Dozens killed in Darfur clashes

Both rebels and Sudanese troops claim to have inflicted heavy casualties following clashes in northeastern Darfur.

Map showing Sudan | Darfur

Rebels in Sudan’s Darfur region have launched an attack on government troops, with both sides claiming to have inflicted heavy casualties.

The Justice and Equality Movement (JEM), part of a rebel alliance that wants to topple the government in Khartoum, said it attacked an army camp in Wad Ganja, east of the state capital el-Fasher on Saturday, killing several soldiers, destroying 15 army vehicles and taking several prisoners.

Army spokesman al-Sawarmi Khalid confirmed the attack but said the rebels had been defeated.

“They suffered heavy losses. Twenty-five fighters of the Justice and Equality Movement were killed, 10 of their trucks were destroyed,” he said, adding that JEM had earlier attacked a market in the area and stolen goods.

Such casualty claims are impossible to verify from a region where access is restricted.

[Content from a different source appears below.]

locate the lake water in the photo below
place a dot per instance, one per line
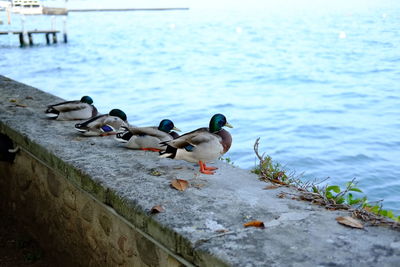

Violence in Darfur, where the United Nations and the African Union maintain a huge joint peacekeeping operation, has subsided since its peak in 2003 and 2004, but rebel and tribal fighting has continued.

In April, the head of the African Union-United Nations peacekeeping mission in Darfur (UNAMID) expressed concern that the region’s rebels were exploiting tensions between Sudan and South Sudan along their disputed frontier.

JEM and other Darfuri rebel factions belong to a “Revolutionary Front” which aims to topple the government in Khartoum, which they regard as unrepresentative of the country’s political, ethnic and religious diversity.

Khartoum alleges that South Sudan backs JEM and other rebels, a charge the Southern government denies and in turn accuses Sudan of supporting insurgents south of the border.

The Sudanese government puts the death toll at 10,000. Almost two million people are still displaced.